28. An internal combustion engine having a high-pressure inlet valve (1), which is arranged in a cylinder head (26) and which serves for the admission of combustion air at high pressure into a combustion chamber (25), having the features as claimed in claim 1, which high-pressure inlet valve is arranged in the manner of an inlet valve between a high-pressure line (27) and the combustion chamber (25) and by means of which high-pressure inlet valve the combustion air can be admitted from a high-pressure line (27) via a passage region (6) of the high-pressure inlet valve (1) into the combustion chamber (25), wherein the high-pressure inlet valve (1) is arranged in the cylinder head (26) in standing fashion in relation to the longitudinal axis of the cylinder (25).

29. An internal combustion engine having a high-pressure inlet valve (1), which is arranged in a cylinder head (27) and which serves for the admission of combustion air at high pressure into a combustion chamber (25), having the features as claimed in claim 1, which high-pressure inlet valve is arranged in the manner of an inlet valve between a high-pressure line (27) and the combustion chamber (25) and by means of which high-pressure inlet valve the combustion air can be admitted from a high-pressure line (27) via a passage region (6) of the high-pressure inlet valve (1) into the combustion chamber (25), wherein the high-pressure inlet valve (1) is arranged in the cylinder head (26) in lying fashion in relation to the longitudinal axis of the cylinder (25).

30. The internal combustion engine as claimed in claim 28, in which the sliding piston (3) of the high-pressure inlet valve (1) is loaded by means of a spring (22), and a cam, which acts counter to the spring force, of a camshaft is provided for the displacement of the sliding piston (3) of said high-pressure inlet valve from a position in which it shuts off a passage of combustion air into the combustion chamber (25) into a position in which it allows the passage of combustion air into the combustion chamber (25).

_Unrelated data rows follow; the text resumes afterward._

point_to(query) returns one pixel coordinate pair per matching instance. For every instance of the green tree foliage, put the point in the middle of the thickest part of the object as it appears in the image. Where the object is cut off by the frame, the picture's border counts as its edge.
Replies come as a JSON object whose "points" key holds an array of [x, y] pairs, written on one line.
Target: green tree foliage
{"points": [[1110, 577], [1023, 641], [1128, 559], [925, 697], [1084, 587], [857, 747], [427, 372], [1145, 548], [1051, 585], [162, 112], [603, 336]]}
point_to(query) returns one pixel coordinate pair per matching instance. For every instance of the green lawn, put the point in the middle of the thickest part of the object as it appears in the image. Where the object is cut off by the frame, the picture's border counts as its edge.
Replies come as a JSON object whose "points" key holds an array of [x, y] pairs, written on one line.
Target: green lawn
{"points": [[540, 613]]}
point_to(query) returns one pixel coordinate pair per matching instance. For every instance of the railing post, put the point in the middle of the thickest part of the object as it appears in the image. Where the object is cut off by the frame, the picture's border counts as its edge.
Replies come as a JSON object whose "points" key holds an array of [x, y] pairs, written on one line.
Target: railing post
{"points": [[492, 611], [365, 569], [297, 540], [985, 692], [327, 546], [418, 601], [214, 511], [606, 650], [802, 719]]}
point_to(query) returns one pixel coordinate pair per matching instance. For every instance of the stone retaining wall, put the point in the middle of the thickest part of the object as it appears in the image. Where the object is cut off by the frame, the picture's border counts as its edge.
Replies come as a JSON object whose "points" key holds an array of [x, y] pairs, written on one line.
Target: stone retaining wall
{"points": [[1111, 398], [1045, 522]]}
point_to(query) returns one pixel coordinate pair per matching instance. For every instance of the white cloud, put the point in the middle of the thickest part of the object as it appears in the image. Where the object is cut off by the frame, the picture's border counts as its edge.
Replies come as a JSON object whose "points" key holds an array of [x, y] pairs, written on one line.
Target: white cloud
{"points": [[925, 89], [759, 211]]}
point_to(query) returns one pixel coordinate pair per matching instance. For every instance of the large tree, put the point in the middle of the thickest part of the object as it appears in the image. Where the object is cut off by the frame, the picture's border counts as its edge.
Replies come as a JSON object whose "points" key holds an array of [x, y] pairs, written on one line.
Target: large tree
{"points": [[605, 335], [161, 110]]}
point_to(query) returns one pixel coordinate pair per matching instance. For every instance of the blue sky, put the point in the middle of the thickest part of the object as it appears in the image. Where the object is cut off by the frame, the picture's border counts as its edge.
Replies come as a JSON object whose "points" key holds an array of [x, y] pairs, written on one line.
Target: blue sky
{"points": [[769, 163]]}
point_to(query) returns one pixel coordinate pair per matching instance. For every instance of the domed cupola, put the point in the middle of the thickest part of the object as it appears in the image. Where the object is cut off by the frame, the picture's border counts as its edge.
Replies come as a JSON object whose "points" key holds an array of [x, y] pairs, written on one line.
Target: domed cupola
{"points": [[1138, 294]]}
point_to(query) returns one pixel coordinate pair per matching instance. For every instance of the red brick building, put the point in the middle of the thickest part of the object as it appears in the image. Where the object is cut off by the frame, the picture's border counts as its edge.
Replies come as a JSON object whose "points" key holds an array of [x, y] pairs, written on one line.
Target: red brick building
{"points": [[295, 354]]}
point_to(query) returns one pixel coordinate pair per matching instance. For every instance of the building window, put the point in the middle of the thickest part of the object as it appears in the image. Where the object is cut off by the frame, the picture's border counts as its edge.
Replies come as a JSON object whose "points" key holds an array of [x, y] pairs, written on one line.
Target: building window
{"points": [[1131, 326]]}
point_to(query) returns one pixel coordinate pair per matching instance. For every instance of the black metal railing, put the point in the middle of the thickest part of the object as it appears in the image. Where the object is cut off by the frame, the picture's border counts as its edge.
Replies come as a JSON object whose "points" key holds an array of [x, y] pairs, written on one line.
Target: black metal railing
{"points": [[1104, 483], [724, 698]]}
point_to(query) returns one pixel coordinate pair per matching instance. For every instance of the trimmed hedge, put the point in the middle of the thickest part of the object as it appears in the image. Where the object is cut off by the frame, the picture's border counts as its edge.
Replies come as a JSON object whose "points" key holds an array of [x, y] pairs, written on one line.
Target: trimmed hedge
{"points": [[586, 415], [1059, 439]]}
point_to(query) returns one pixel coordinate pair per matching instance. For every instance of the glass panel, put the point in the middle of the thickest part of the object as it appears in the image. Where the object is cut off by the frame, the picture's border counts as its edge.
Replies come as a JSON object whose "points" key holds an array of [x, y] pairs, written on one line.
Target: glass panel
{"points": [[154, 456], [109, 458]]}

31. The internal combustion engine as claimed in claim 28, in which the high-pressure inlet valve (1), which operates with a pressure in the range from 2 to 20 MPa, can be controlled, and the combustion air can be admitted into the cylinder (25), such that no separate stroke is required for a charge exchange in a four-stroke engine and such that mixture formation in the cylinder (25) can be controlled with regard to the injected fuel quantity by means of the pressure at which the combustion air is admitted into the combustion chamber (25) via the high-pressure inlet valve (1).